For a form of words with pedigree going back to at least 1930 and generating judicial decisions on it within a couple of years from then, it may surprise some to discover that the meaning of ‘road or other public place’, found at various points through the Road Traffic Act 1988, remains capable of causing lawyers to disagree. Then again, the fact it is lawyers disagreeing may surprise nobody.

Master Dagnall had cause to consider the phrase in the case of Brown v Fisk & Anor [2021] EWHC 2769 (QB). The First Defendant, Mr Frisk, was alleged to have caused injury to the Claimant using a car driven in a yard near Lewes in Sussex. The policy of insurance was avoided, but the relevant insurer was nonetheless brought in as Second Defendant. The Second Defendant had applied for summary judgment on the basis that the accident did not happen on a road or other public place, such that the duty under the Road Traffic Act for meeting unsatisfied judgments did not apply.

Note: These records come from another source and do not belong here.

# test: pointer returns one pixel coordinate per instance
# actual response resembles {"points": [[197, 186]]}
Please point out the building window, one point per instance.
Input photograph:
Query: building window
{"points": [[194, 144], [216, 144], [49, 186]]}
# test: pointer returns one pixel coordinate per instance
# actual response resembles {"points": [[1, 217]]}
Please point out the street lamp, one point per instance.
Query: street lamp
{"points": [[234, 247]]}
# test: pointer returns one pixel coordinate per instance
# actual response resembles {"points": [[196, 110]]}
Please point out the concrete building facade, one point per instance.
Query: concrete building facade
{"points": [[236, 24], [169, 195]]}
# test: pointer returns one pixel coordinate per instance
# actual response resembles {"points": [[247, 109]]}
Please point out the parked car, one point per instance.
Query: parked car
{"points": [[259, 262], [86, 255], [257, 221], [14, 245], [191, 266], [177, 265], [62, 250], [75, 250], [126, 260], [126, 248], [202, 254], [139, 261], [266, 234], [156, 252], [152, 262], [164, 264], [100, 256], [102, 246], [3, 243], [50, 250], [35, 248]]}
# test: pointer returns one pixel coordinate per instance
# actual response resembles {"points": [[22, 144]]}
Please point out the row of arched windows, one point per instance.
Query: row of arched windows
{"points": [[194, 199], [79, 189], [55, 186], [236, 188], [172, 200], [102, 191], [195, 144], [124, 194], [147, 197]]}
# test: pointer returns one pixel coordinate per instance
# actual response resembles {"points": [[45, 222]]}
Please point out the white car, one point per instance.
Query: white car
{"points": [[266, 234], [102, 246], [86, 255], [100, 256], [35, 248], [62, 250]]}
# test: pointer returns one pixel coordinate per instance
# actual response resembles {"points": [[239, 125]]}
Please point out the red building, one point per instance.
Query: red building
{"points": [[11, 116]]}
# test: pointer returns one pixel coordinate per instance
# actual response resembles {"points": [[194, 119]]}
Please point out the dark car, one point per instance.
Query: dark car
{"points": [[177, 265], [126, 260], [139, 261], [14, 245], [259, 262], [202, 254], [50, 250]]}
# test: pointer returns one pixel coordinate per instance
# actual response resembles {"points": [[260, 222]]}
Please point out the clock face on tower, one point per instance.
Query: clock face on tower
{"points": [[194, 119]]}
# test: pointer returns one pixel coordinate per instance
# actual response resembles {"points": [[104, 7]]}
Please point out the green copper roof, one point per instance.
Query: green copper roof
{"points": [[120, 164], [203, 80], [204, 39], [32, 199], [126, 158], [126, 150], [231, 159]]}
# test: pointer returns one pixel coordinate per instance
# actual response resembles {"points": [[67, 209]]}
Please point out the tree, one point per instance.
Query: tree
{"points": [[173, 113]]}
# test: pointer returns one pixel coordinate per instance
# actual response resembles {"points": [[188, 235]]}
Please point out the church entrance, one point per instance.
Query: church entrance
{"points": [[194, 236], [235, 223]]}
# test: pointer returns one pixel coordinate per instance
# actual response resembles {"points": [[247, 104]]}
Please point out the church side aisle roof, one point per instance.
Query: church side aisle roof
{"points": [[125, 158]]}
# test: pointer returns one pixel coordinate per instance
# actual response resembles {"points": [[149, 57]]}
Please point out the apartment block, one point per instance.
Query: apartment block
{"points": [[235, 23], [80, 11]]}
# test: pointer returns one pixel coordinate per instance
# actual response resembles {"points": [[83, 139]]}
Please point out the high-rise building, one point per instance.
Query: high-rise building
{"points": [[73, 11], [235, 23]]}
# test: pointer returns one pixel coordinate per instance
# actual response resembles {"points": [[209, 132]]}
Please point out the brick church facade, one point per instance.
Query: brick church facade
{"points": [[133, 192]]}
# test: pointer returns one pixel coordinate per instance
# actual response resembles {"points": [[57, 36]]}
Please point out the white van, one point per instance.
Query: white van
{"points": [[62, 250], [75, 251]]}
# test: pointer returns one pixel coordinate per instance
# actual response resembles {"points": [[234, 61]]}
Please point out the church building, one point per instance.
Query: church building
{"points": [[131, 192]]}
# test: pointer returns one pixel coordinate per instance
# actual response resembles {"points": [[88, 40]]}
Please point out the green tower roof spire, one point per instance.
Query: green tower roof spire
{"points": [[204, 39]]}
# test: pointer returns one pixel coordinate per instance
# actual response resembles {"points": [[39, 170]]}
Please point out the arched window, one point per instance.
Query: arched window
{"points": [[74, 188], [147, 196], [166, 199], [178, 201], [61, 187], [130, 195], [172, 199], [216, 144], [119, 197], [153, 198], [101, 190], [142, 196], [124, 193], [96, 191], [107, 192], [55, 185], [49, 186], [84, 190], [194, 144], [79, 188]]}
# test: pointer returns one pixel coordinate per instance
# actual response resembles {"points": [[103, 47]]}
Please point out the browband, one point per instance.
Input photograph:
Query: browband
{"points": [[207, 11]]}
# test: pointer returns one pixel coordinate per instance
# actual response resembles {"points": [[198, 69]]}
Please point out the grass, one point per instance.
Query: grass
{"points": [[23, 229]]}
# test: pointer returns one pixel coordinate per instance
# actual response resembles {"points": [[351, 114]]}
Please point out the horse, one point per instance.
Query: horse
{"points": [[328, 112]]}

There were also a Third and Fourth Defendant involved in the claim, the MIB and Secretary State for Transport. They were brought in respectively as the First Defendant was uninsured (although the same road or other public place caveat arguably applies) and on the basis that the Act did not properly implement an EU Directive (the accident and claim pre-dating ‘Brexit’). In a move that may well shock many who know lawyers, the Third and Fourth Defendants did not send along anyone to add their time and experience to the arguments.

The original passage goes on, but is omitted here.